Wed, Jul 02, 2008
FAA Dismissed Claims VLJ Was Approved Despite Safety
The US Department of Transportation is riding its FAA division
pretty hard these days. The DOT's Inspector General has recently
issued reports highly critical of the FAA's handling of airline
maintenance enforcement and labor relations with its own
Now, USA Today cites Jim Berard, a spokesman for the House
Transportation Committee in Congress, in reporting another
investigation underway by the IG. This one reportedly involves
allegations that the FAA's certification of the Eclipse 500 very
light jet in 2006 came despite safety concerns raised by the
engineers and test pilots who evaluated the plane.
The allegations are not new. The National Air Traffic
Controllers Association, which also represents FAA aircraft
certification workers, filed a grievance in October 2006, alleging
"several outstanding safety/regulatory issues" with the EA500. The
grievance didn't mention specific issues with the plane, and was
denied by the FAA... which stands by its certification.
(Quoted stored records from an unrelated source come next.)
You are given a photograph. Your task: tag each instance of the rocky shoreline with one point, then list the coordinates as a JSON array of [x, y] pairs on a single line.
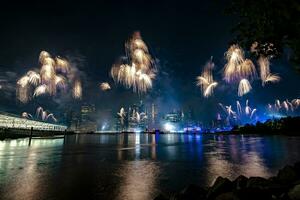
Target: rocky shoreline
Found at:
[[284, 186]]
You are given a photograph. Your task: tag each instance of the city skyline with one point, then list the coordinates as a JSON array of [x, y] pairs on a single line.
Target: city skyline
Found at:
[[179, 57]]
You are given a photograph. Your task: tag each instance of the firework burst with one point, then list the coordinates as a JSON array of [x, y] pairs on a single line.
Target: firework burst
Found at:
[[137, 70], [105, 86], [54, 74], [205, 80], [265, 75], [244, 87]]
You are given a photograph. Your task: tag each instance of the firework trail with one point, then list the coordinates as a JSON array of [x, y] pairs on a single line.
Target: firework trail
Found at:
[[137, 70], [54, 74], [265, 75], [122, 115], [27, 115], [40, 115], [50, 116], [205, 80], [23, 89], [284, 108], [237, 67], [244, 87], [77, 89], [40, 90], [242, 115], [105, 86]]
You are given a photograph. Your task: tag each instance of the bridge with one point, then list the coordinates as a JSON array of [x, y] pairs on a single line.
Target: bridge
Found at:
[[8, 121]]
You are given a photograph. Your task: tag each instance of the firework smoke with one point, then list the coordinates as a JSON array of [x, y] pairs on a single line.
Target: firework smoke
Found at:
[[137, 70], [41, 114], [237, 67], [205, 80], [105, 86], [244, 114], [54, 74], [265, 74]]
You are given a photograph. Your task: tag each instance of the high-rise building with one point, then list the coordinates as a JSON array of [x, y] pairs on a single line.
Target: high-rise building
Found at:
[[88, 118]]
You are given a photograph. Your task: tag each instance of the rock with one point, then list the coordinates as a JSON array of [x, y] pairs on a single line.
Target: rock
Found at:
[[221, 185], [240, 182], [257, 182], [287, 175], [227, 196], [297, 169], [192, 192], [294, 193], [253, 193]]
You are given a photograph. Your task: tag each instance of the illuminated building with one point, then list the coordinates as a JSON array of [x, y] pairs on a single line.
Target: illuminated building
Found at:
[[88, 121], [13, 121]]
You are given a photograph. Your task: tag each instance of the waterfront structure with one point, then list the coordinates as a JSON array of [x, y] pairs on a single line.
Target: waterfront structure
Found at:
[[8, 120], [87, 122]]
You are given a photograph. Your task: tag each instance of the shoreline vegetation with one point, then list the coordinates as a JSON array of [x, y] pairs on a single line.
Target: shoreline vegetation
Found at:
[[282, 126], [284, 186]]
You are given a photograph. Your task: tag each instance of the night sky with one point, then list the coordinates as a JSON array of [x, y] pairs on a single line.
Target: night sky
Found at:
[[181, 36]]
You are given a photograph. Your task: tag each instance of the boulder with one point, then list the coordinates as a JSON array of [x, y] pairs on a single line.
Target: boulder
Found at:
[[227, 196], [221, 185], [253, 194], [257, 182], [287, 175], [294, 193], [297, 169], [161, 197], [240, 182]]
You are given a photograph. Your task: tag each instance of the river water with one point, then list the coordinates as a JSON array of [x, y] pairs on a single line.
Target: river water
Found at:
[[134, 166]]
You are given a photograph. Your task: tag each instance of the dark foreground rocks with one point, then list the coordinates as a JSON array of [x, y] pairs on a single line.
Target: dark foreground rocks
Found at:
[[284, 186]]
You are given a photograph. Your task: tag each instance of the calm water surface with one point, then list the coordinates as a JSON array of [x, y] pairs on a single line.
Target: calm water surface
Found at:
[[134, 166]]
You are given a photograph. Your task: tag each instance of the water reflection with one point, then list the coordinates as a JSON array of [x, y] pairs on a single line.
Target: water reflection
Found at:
[[134, 166], [138, 180]]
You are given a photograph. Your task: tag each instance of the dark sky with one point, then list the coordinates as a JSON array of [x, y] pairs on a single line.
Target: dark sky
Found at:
[[182, 35]]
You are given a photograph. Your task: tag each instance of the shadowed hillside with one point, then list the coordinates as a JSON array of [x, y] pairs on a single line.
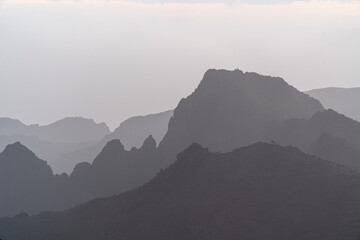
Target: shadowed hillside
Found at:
[[27, 184], [263, 191], [231, 109], [342, 100], [132, 133]]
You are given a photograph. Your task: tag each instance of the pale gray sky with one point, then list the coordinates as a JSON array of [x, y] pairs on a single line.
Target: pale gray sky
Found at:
[[109, 60]]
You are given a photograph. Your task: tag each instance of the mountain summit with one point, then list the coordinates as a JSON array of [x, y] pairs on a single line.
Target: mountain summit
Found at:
[[263, 191], [232, 108]]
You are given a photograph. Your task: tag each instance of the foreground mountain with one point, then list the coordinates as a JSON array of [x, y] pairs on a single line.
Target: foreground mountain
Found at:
[[343, 100], [132, 133], [327, 134], [263, 191], [27, 184], [232, 108]]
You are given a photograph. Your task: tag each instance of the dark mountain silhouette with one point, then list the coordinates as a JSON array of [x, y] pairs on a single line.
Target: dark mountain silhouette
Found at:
[[231, 109], [263, 191], [52, 141], [342, 100], [131, 133], [327, 134], [114, 170], [27, 184]]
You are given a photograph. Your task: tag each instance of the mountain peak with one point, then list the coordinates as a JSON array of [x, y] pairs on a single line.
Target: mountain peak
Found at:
[[112, 150], [149, 143], [19, 150]]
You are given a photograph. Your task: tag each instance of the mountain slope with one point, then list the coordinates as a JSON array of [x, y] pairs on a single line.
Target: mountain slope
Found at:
[[327, 134], [342, 100], [67, 130], [132, 133], [231, 109], [134, 130], [54, 140], [27, 184], [263, 191]]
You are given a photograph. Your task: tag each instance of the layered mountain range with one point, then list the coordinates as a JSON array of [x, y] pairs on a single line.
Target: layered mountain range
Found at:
[[342, 100], [264, 191]]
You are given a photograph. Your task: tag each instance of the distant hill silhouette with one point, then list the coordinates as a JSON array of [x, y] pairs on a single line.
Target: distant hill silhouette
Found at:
[[263, 191], [51, 141], [27, 184], [132, 133], [67, 130], [229, 109], [232, 108], [342, 100], [327, 134], [134, 130]]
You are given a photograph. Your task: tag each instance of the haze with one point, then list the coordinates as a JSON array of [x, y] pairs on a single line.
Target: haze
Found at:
[[109, 60]]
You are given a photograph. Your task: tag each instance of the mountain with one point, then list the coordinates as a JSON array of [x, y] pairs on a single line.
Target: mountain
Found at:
[[134, 130], [327, 134], [67, 130], [232, 108], [27, 184], [343, 100], [132, 133], [114, 170], [52, 141], [263, 191]]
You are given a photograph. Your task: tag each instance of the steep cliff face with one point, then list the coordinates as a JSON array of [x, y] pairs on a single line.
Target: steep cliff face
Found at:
[[231, 109], [263, 191]]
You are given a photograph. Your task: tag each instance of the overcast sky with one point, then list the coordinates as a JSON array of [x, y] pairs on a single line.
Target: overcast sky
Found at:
[[109, 60]]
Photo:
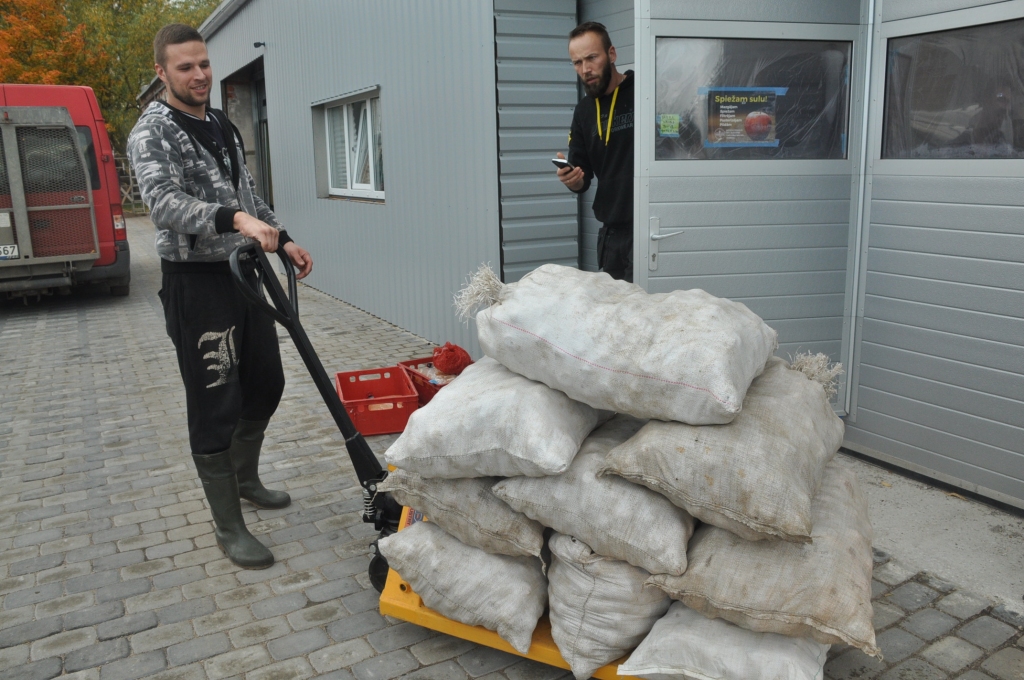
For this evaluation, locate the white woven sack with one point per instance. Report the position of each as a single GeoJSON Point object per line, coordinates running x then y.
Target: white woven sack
{"type": "Point", "coordinates": [755, 476]}
{"type": "Point", "coordinates": [502, 593]}
{"type": "Point", "coordinates": [492, 422]}
{"type": "Point", "coordinates": [469, 511]}
{"type": "Point", "coordinates": [684, 355]}
{"type": "Point", "coordinates": [685, 644]}
{"type": "Point", "coordinates": [613, 516]}
{"type": "Point", "coordinates": [599, 606]}
{"type": "Point", "coordinates": [821, 590]}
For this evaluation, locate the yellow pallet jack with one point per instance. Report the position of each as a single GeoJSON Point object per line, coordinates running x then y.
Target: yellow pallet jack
{"type": "Point", "coordinates": [253, 274]}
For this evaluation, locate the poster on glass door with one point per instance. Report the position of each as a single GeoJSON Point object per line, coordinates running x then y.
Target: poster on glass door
{"type": "Point", "coordinates": [741, 116]}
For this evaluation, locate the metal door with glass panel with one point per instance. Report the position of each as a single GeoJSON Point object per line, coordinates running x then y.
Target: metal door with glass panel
{"type": "Point", "coordinates": [747, 155]}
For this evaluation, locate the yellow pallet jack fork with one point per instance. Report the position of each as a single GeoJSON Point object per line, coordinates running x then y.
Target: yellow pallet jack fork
{"type": "Point", "coordinates": [400, 601]}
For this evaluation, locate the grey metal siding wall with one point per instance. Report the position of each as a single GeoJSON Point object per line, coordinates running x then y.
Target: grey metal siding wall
{"type": "Point", "coordinates": [616, 15]}
{"type": "Point", "coordinates": [941, 360]}
{"type": "Point", "coordinates": [777, 244]}
{"type": "Point", "coordinates": [940, 353]}
{"type": "Point", "coordinates": [536, 94]}
{"type": "Point", "coordinates": [403, 259]}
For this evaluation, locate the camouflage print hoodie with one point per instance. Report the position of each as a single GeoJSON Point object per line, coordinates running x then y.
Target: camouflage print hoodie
{"type": "Point", "coordinates": [190, 201]}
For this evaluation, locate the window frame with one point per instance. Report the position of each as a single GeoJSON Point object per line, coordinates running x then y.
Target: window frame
{"type": "Point", "coordinates": [353, 189]}
{"type": "Point", "coordinates": [898, 28]}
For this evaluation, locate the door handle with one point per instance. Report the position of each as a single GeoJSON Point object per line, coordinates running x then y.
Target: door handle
{"type": "Point", "coordinates": [658, 237]}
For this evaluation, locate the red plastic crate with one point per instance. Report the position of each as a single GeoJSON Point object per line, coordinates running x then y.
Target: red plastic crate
{"type": "Point", "coordinates": [378, 400]}
{"type": "Point", "coordinates": [424, 388]}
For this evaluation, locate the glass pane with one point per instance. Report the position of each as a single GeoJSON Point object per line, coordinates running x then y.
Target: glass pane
{"type": "Point", "coordinates": [751, 99]}
{"type": "Point", "coordinates": [375, 110]}
{"type": "Point", "coordinates": [336, 144]}
{"type": "Point", "coordinates": [954, 93]}
{"type": "Point", "coordinates": [358, 144]}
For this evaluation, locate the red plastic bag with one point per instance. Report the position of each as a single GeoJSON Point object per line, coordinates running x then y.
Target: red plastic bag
{"type": "Point", "coordinates": [451, 358]}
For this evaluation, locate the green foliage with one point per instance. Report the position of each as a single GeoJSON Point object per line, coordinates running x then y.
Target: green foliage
{"type": "Point", "coordinates": [125, 29]}
{"type": "Point", "coordinates": [105, 44]}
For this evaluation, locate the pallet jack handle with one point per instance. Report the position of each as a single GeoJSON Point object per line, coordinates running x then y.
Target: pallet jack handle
{"type": "Point", "coordinates": [380, 509]}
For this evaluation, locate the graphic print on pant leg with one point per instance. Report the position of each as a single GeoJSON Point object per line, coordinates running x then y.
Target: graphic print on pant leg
{"type": "Point", "coordinates": [223, 357]}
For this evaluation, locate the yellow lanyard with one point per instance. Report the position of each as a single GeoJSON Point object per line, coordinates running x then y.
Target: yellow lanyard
{"type": "Point", "coordinates": [611, 113]}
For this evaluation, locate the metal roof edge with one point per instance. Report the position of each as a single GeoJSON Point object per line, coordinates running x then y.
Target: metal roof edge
{"type": "Point", "coordinates": [223, 12]}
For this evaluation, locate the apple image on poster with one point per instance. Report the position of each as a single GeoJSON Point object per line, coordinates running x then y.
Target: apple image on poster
{"type": "Point", "coordinates": [758, 125]}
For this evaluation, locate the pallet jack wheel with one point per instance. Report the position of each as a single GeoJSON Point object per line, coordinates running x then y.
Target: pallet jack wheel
{"type": "Point", "coordinates": [378, 571]}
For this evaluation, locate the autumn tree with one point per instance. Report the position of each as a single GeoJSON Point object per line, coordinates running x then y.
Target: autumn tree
{"type": "Point", "coordinates": [105, 44]}
{"type": "Point", "coordinates": [125, 29]}
{"type": "Point", "coordinates": [39, 44]}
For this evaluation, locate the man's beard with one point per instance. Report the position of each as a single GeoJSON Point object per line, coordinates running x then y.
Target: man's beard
{"type": "Point", "coordinates": [186, 97]}
{"type": "Point", "coordinates": [602, 83]}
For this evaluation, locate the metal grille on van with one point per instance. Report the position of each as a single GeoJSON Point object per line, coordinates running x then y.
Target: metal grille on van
{"type": "Point", "coordinates": [55, 192]}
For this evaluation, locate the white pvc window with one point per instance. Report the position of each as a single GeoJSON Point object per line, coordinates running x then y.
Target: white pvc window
{"type": "Point", "coordinates": [354, 142]}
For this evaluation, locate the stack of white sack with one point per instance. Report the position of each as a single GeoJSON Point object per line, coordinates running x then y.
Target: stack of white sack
{"type": "Point", "coordinates": [497, 457]}
{"type": "Point", "coordinates": [487, 424]}
{"type": "Point", "coordinates": [684, 355]}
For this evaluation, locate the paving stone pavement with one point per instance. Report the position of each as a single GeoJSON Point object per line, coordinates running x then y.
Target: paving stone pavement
{"type": "Point", "coordinates": [108, 564]}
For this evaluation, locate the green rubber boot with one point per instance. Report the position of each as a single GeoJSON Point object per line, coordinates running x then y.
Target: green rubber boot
{"type": "Point", "coordinates": [246, 443]}
{"type": "Point", "coordinates": [221, 489]}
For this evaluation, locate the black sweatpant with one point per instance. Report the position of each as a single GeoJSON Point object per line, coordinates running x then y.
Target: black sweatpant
{"type": "Point", "coordinates": [614, 251]}
{"type": "Point", "coordinates": [227, 352]}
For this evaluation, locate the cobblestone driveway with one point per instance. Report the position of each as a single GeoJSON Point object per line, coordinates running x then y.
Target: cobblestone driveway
{"type": "Point", "coordinates": [108, 562]}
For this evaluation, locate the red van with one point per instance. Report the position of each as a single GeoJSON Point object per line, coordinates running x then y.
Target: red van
{"type": "Point", "coordinates": [60, 217]}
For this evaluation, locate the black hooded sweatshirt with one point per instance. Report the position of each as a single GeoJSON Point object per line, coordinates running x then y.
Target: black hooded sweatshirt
{"type": "Point", "coordinates": [609, 158]}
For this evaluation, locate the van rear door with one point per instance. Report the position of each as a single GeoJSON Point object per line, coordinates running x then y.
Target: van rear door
{"type": "Point", "coordinates": [47, 220]}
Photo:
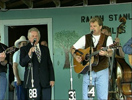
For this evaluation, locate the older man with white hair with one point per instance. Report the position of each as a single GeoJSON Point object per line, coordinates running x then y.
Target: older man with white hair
{"type": "Point", "coordinates": [19, 70]}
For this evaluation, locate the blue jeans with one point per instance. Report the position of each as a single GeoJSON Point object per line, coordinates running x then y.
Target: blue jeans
{"type": "Point", "coordinates": [100, 81]}
{"type": "Point", "coordinates": [3, 85]}
{"type": "Point", "coordinates": [20, 91]}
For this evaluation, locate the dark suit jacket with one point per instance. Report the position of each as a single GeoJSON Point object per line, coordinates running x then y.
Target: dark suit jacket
{"type": "Point", "coordinates": [43, 72]}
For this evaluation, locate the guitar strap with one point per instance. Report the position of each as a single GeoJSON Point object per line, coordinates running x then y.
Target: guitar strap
{"type": "Point", "coordinates": [101, 41]}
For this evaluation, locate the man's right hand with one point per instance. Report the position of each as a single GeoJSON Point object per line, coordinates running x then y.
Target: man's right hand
{"type": "Point", "coordinates": [32, 49]}
{"type": "Point", "coordinates": [78, 58]}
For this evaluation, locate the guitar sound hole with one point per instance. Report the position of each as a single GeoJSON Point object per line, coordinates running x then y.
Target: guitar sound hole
{"type": "Point", "coordinates": [87, 57]}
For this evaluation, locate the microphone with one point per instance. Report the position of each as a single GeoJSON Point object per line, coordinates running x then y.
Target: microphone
{"type": "Point", "coordinates": [34, 41]}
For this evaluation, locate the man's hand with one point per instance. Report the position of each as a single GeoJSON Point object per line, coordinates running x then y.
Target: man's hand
{"type": "Point", "coordinates": [18, 82]}
{"type": "Point", "coordinates": [52, 83]}
{"type": "Point", "coordinates": [2, 56]}
{"type": "Point", "coordinates": [30, 51]}
{"type": "Point", "coordinates": [78, 58]}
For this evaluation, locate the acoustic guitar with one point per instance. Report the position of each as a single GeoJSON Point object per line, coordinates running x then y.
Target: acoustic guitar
{"type": "Point", "coordinates": [130, 59]}
{"type": "Point", "coordinates": [83, 66]}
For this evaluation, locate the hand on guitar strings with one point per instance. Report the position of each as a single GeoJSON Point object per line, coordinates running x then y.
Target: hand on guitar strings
{"type": "Point", "coordinates": [103, 53]}
{"type": "Point", "coordinates": [78, 58]}
{"type": "Point", "coordinates": [2, 56]}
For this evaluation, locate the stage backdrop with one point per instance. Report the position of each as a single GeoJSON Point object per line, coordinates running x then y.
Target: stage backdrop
{"type": "Point", "coordinates": [68, 25]}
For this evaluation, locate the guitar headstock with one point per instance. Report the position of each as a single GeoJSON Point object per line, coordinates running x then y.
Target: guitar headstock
{"type": "Point", "coordinates": [10, 49]}
{"type": "Point", "coordinates": [121, 27]}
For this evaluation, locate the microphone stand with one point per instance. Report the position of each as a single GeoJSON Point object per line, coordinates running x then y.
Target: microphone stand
{"type": "Point", "coordinates": [32, 90]}
{"type": "Point", "coordinates": [91, 88]}
{"type": "Point", "coordinates": [72, 92]}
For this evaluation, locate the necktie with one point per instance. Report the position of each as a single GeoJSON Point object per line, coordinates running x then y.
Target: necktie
{"type": "Point", "coordinates": [38, 54]}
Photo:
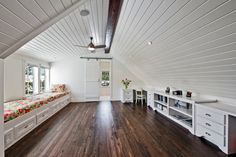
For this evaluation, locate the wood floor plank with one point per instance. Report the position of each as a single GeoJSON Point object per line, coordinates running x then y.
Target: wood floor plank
{"type": "Point", "coordinates": [110, 129]}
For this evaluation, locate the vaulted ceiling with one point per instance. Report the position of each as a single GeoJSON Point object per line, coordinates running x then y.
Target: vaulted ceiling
{"type": "Point", "coordinates": [193, 43]}
{"type": "Point", "coordinates": [20, 17]}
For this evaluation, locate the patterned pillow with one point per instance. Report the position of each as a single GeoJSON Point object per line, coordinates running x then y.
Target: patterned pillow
{"type": "Point", "coordinates": [58, 88]}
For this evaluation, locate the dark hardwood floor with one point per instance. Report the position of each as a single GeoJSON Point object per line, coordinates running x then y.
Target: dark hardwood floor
{"type": "Point", "coordinates": [108, 129]}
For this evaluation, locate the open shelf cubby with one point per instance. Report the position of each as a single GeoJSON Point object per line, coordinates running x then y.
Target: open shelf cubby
{"type": "Point", "coordinates": [161, 99]}
{"type": "Point", "coordinates": [177, 108]}
{"type": "Point", "coordinates": [181, 106]}
{"type": "Point", "coordinates": [187, 120]}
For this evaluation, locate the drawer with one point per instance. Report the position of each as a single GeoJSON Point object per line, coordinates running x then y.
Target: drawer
{"type": "Point", "coordinates": [55, 107]}
{"type": "Point", "coordinates": [216, 127]}
{"type": "Point", "coordinates": [211, 114]}
{"type": "Point", "coordinates": [25, 126]}
{"type": "Point", "coordinates": [8, 137]}
{"type": "Point", "coordinates": [211, 136]}
{"type": "Point", "coordinates": [128, 94]}
{"type": "Point", "coordinates": [42, 116]}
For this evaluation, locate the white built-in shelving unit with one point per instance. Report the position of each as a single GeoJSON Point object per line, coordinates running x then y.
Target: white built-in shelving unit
{"type": "Point", "coordinates": [180, 109]}
{"type": "Point", "coordinates": [209, 119]}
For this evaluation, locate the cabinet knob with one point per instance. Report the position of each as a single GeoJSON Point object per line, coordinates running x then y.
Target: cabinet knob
{"type": "Point", "coordinates": [207, 133]}
{"type": "Point", "coordinates": [207, 124]}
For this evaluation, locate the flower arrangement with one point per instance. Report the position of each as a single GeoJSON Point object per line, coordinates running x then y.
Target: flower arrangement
{"type": "Point", "coordinates": [126, 83]}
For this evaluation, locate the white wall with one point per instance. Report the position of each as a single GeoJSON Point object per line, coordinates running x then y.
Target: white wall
{"type": "Point", "coordinates": [14, 75]}
{"type": "Point", "coordinates": [1, 108]}
{"type": "Point", "coordinates": [71, 71]}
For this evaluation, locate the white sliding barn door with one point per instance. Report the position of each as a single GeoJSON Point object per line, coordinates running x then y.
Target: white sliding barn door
{"type": "Point", "coordinates": [92, 80]}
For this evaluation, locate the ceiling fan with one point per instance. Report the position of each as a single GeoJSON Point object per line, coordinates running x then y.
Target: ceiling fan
{"type": "Point", "coordinates": [91, 47]}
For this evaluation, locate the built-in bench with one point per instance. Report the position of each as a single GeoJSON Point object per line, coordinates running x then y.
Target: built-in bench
{"type": "Point", "coordinates": [22, 116]}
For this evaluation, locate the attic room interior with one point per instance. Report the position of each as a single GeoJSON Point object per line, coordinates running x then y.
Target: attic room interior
{"type": "Point", "coordinates": [117, 78]}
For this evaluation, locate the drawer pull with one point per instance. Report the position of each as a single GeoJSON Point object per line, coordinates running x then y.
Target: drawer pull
{"type": "Point", "coordinates": [207, 124]}
{"type": "Point", "coordinates": [207, 114]}
{"type": "Point", "coordinates": [207, 133]}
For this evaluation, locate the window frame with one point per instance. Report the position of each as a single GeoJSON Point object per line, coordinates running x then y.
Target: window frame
{"type": "Point", "coordinates": [39, 66]}
{"type": "Point", "coordinates": [48, 68]}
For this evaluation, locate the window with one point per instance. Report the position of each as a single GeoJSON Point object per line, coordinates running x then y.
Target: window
{"type": "Point", "coordinates": [105, 79]}
{"type": "Point", "coordinates": [44, 79]}
{"type": "Point", "coordinates": [36, 79]}
{"type": "Point", "coordinates": [31, 79]}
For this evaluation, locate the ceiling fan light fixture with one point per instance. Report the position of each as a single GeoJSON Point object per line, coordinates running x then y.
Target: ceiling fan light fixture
{"type": "Point", "coordinates": [91, 48]}
{"type": "Point", "coordinates": [84, 12]}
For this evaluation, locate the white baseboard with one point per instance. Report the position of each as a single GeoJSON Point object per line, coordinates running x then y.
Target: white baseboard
{"type": "Point", "coordinates": [86, 100]}
{"type": "Point", "coordinates": [77, 100]}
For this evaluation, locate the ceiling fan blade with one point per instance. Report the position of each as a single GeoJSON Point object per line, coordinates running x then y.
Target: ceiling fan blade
{"type": "Point", "coordinates": [100, 46]}
{"type": "Point", "coordinates": [81, 46]}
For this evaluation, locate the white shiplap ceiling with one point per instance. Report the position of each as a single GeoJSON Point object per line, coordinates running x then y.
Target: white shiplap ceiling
{"type": "Point", "coordinates": [19, 17]}
{"type": "Point", "coordinates": [194, 43]}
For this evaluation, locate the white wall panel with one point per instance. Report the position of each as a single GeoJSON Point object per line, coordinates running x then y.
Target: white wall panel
{"type": "Point", "coordinates": [19, 18]}
{"type": "Point", "coordinates": [194, 44]}
{"type": "Point", "coordinates": [1, 108]}
{"type": "Point", "coordinates": [58, 41]}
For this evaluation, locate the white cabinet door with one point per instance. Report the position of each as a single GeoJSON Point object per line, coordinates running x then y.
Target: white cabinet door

Eclipse CEO Vern Raburn says the 500 is in "complete and total
conformity" with federal regulations. He dismisses the complaint as
an internal FAA matter.
The investigation is the latest in a series of challenges faced
by Eclipse. Last month, a pilot executing an aborted landing at
Chicago Midway Airport jammed the engine thrust controls against
the stops hard enough to trigger a control system error, which
caused a temporary loss of thrust.
The pilot landed the plane safely, and Eclipse says it promptly
addressed the issue with other owners... but the National
Transportation Safety Board issued a press release days later which
dramatized the problem, and triggered many erroneous media reports
that the fleet had been ordered grounded.
The House Transportation Committee reportedly expects to hear
back from the DOT's Inspector General in a few weeks. NATCA says it
expects to take its grievance to arbitration.